Two Different Illustrations of Trig Ratios Tangent, Cotangent, Secant, Cosecant in terms of Unit Circle

[jpanknin]

I keep seeing two different ways to represent the tangent, cotangent, secant, and cosecant in terms of the unit circle (image attached). Is there any benefit to using one vs. the other? Or any reason for having two different representations?

 

[blamocur]

They look identical to me, but personally I find the second one slightly more "natural".

 

[Dr.Peterson]

I keep seeing two different ways to represent the tangent, cotangent, secant, and cosecant in terms of the unit circle (image attached). Is there any benefit to using one vs. the other? Or any reason for having two different representations?

The second is more like what I've used, but the way you drew it, it doesn't represent the secant and cosecant very well. (Your colored lines are in the wrong places, and the overlapping of the two segments is awkward.)

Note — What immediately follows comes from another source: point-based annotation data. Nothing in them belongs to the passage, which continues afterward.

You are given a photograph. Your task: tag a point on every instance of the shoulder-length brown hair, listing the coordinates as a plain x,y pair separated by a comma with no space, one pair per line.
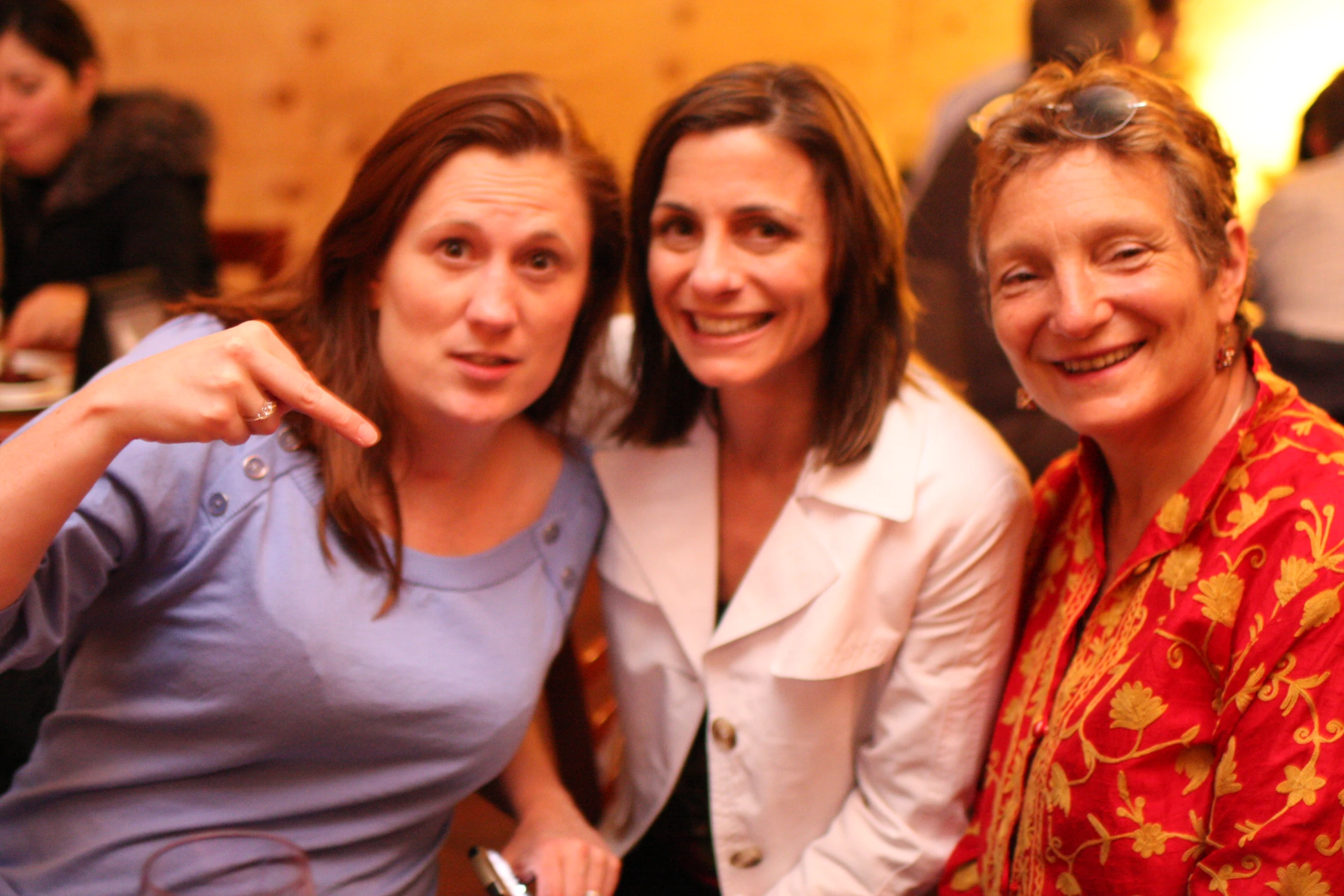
867,339
325,312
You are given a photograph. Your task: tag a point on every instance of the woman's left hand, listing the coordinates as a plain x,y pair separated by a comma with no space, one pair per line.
50,317
561,855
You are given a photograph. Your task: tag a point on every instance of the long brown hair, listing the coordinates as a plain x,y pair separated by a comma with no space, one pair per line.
325,312
867,339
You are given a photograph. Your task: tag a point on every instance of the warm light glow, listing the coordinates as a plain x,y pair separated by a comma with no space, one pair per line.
1257,66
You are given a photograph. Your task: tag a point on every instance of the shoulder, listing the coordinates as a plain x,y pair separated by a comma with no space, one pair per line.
961,453
935,460
135,135
175,332
1318,183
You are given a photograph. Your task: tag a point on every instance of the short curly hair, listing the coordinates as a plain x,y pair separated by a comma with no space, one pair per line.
1170,127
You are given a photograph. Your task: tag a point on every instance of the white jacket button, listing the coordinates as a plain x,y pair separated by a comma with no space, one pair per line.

I myself don't generally try to fit all six functions into the same picture, but just show what sin, tan, and sec mean geometrically (as in the second picture), and then the cofunctions are just the same things applied to the complement. (The fact that the cosine easily fits into the same picture does make it tempting to include them all, though.) I also don't think knowing the etymology of the functions helps much in learning them, and likewise the pictures seem less useful than the definitions themselves.

But the existence of these two representations (and others) is about as significant as the fact that one can describe the same concept in different words (that is, not at all). I'm not sure that any of these was drawn when the terms were first devised; but then, historical precedence wouldn't make that drawing necessarily better anyway.

 

[jpanknin]

Yeah, it gets a little messy with the secant and cosecant overlapping. I was just wondering if one approach was more conducive to one type of problem and vice versa, but you answered that @Dr.Peterson. Thanks for the help.